# Young Kobe Bryant in Italy



## Sean (Jun 7, 2002)

http://blog.lakers.com/lakers/2011/01/13/photo-young-kobe-bryant-in-italy/

In June of 1990, a 11-year-old Kobe Bryant was a guest of Nazareno Basket in Carpi (Modena), Italy, for an event with his father Joe “Jelly Bean” Bryant.
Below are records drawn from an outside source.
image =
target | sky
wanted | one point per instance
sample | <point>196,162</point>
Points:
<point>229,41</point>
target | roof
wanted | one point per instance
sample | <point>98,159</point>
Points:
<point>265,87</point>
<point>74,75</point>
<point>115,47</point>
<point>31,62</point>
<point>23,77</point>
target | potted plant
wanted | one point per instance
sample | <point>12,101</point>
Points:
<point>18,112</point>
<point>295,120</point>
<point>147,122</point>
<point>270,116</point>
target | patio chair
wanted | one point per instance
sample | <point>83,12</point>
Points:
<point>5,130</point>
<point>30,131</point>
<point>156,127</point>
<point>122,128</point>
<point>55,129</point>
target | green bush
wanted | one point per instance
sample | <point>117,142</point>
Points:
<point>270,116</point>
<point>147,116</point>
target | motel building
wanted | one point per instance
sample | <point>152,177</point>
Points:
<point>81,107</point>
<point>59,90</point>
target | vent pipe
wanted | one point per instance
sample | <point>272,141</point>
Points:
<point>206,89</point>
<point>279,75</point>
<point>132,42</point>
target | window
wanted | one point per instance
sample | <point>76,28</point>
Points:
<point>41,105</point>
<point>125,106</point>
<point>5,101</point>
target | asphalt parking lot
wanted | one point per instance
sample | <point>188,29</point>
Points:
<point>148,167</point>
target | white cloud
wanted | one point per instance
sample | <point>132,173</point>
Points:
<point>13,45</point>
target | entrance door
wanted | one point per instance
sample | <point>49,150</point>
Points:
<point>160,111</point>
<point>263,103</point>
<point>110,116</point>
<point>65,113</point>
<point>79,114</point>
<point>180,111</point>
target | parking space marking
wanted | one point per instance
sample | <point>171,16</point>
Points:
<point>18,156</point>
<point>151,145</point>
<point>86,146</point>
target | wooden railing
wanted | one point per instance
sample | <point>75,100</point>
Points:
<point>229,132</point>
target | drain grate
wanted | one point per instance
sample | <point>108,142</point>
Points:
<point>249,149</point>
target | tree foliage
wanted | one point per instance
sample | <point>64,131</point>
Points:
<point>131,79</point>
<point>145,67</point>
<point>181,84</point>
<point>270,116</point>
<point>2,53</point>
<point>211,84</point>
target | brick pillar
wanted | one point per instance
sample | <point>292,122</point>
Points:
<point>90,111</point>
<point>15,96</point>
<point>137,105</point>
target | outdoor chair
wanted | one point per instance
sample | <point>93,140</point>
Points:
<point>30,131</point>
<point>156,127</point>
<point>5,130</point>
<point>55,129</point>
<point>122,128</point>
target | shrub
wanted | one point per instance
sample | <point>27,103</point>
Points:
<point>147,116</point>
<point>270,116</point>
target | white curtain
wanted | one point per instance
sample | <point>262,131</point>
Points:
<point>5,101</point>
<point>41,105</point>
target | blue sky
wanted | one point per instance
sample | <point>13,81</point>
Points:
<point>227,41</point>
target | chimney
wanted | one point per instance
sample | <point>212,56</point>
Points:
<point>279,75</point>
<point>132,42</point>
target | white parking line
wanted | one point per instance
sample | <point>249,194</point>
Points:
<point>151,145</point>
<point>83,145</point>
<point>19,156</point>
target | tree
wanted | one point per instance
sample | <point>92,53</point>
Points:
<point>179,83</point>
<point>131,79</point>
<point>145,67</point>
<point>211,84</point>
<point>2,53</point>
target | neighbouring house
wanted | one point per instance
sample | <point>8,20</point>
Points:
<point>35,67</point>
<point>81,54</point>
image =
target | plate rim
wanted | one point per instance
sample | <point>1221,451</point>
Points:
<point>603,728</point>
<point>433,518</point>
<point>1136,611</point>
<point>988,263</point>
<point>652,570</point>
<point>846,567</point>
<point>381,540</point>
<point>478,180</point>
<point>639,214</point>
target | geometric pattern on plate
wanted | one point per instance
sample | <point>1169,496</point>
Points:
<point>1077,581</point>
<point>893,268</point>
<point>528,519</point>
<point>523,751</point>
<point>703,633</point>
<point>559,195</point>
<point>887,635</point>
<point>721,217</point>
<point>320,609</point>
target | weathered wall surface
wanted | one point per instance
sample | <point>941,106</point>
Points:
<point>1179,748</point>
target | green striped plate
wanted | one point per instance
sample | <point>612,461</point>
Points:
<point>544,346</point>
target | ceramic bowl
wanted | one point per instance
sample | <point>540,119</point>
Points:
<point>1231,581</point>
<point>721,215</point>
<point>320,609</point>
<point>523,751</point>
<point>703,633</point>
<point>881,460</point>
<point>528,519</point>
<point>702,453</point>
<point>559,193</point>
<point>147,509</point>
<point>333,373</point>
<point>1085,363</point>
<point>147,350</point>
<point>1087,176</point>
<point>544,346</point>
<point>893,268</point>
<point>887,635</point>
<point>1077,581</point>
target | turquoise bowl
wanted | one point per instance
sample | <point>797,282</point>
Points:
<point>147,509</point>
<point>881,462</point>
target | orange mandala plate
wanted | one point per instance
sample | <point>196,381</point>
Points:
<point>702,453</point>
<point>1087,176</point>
Zeno Pisani of Italy’s Rivista Ufficiale NBA — the magazine of the NBA in Italy — provided the photograph.


----------



## Laker Freak (Jul 1, 2003)

What's crazy is that 7 years later he would be in the NBA Draft.


----------



## King Sancho Fantastic (Jul 19, 2005)

Kobe was balding already..

:lol:


----------



## elcap15 (Aug 8, 2006)

I bet he tore those white boys up.

Is that Shia LeBeouf I see wearing the two-tone hot pants?


----------



## ajax25 (Jul 2, 2010)

haha bunch of white nerdy lookin dudes wearing ridiculous outfits and then Kobe rocking the Jordan T-Shirt


----------



## Cris (Jun 18, 2003)

He looks like he was Photoshopped into this picture


----------